What I hope to achieve as a result of this summer study abroad experience:

Language proficiency is the main focus of my study abroad experience. Mastery of the Russian language─both speaking and reading/writing─will further my Russian studies by allowing me to read Russian resources and view Russian media in the original. In my undergraduate career, these skills will help me continue my studies of Russian language and culture. In the future, these skills will allow me to study, and perhaps even translate, the not-yet-translated writings of Russian philosophers such as Skovoroda, Solovyov, Florensky, and Solzhenitsyn, as well as contemporary Russian works pertinent to the current political climate. This opportunity in Kyrgyzstan will allow me to live in a little-known Central Asian country with a culture fundamentally different from American or even Russian culture. Learning more about different cultures ties to my philosophical studies because I believe that considering multiple perspectives brings one closer to Truth. Russian philosophy, and Eastern philosophy in general, is radically different from the Western philosophy that I will be studying during my undergraduate career at Notre Dame. This program will provide me with a first-hand, immersive experience in a radically different culture.

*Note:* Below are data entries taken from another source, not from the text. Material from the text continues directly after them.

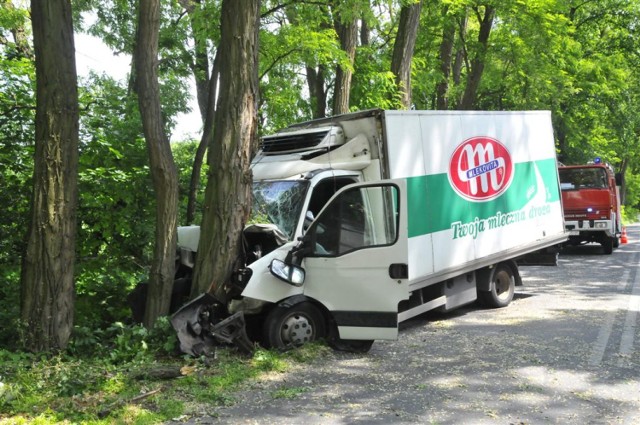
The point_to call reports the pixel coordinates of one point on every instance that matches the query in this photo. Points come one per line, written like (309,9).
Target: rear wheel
(289,327)
(503,285)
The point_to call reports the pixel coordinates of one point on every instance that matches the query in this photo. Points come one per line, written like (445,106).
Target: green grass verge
(144,390)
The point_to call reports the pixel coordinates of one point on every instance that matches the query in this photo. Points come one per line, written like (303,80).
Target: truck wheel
(503,285)
(288,327)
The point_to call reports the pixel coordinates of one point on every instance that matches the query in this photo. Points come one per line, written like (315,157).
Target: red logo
(480,169)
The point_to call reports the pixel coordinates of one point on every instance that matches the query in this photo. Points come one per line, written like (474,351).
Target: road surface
(566,351)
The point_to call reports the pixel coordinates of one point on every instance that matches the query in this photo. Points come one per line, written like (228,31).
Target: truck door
(356,260)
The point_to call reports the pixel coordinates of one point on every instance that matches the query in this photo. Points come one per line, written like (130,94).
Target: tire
(503,285)
(289,327)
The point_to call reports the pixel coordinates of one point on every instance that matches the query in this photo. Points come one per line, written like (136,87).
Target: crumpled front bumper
(202,324)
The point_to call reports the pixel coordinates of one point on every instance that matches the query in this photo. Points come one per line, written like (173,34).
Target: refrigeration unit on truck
(591,202)
(372,218)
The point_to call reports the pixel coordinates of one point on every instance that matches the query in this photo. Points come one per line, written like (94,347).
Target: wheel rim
(297,329)
(503,285)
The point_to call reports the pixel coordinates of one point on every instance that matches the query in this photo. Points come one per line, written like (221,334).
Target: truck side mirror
(618,179)
(308,219)
(289,273)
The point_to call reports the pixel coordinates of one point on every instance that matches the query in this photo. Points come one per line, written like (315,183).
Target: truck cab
(591,203)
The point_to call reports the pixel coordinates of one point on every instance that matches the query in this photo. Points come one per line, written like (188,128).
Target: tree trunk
(47,297)
(205,93)
(446,56)
(316,80)
(348,35)
(205,140)
(403,50)
(478,62)
(163,170)
(228,192)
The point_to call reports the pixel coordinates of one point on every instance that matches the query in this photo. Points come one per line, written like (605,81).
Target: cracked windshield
(279,203)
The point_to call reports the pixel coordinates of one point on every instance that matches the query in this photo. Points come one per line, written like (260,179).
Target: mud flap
(200,327)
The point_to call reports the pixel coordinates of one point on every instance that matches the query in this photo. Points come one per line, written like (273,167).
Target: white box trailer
(379,216)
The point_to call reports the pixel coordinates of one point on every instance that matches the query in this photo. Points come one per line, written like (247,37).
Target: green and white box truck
(375,217)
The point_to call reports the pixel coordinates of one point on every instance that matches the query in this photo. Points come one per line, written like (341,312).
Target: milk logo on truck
(480,169)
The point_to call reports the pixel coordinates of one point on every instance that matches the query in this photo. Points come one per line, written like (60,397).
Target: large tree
(403,49)
(47,279)
(162,166)
(228,191)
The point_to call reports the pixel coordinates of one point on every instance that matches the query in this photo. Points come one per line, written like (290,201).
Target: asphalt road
(566,351)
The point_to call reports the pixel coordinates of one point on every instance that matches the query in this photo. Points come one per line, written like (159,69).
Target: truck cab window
(324,190)
(359,218)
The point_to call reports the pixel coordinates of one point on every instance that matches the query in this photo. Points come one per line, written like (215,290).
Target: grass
(67,389)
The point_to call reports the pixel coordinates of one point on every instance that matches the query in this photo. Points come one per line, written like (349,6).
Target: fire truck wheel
(503,285)
(288,327)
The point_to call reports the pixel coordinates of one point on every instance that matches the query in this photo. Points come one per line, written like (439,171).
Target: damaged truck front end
(205,322)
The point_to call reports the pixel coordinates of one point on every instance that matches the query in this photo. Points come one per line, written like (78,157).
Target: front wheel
(288,327)
(503,285)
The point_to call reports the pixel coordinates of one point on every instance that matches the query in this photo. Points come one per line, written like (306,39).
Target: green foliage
(183,155)
(72,389)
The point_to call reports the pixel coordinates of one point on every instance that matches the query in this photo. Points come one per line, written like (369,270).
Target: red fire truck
(591,203)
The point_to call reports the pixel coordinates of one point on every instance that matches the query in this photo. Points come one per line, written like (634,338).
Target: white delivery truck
(374,217)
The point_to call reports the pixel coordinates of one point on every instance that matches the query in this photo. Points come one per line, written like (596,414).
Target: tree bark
(205,140)
(478,61)
(348,35)
(446,56)
(316,79)
(163,170)
(403,50)
(47,285)
(228,192)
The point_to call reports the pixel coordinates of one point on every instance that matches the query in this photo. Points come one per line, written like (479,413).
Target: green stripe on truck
(434,205)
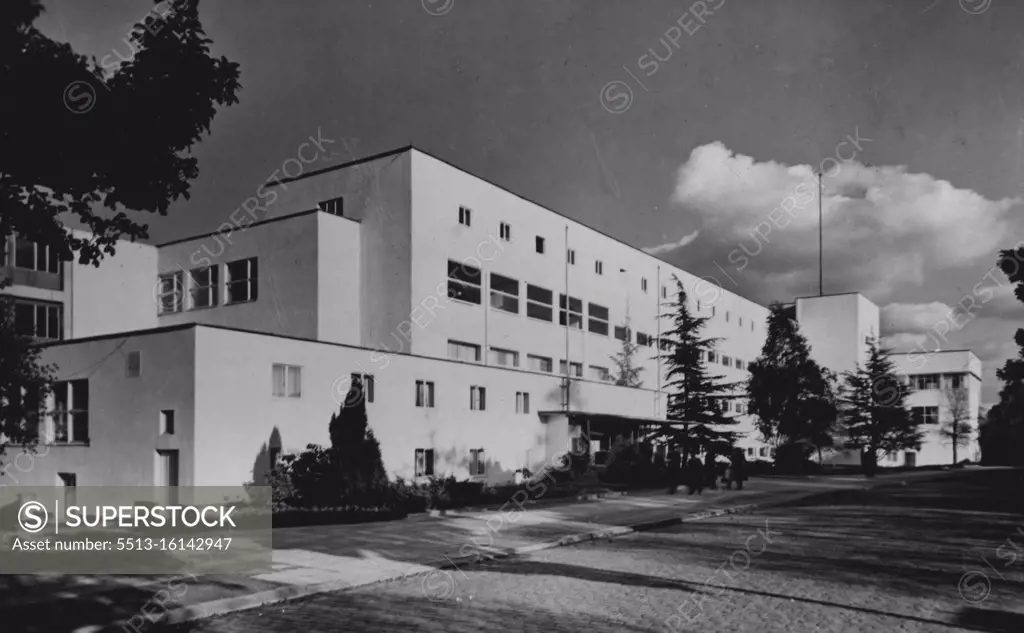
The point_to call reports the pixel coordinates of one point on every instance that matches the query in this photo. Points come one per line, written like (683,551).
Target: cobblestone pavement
(885,560)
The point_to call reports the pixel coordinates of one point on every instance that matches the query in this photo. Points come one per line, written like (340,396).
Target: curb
(263,598)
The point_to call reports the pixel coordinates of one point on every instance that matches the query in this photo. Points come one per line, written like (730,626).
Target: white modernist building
(481,325)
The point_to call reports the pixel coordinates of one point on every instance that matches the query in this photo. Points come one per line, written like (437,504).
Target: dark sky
(744,109)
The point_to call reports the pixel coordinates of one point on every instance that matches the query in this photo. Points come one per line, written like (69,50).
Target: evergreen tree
(355,453)
(694,394)
(957,427)
(873,409)
(1001,436)
(627,372)
(788,392)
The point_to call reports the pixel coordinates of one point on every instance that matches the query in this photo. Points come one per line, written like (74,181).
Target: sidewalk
(315,559)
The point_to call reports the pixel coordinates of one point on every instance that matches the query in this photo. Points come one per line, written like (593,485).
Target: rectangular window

My specific learning goals for language and intercultural learning this summer:

1. At the end of the summer, I will be able to hold confident, intelligent conversations with non-English speaking Russian and Kyrgyz people on a wide range of topics, especially casual conversation topics.

2. At the end of the summer, I will be able to describe Kyrgyz culture and history and articulate the differences between Kyrgyz, Russian, and American cultures.

3. At the end of the summer, I will be able to speak Russian fluidly and improve my pronunciation (and describe the differences between a native Russian accent and a Kyrgyz accent).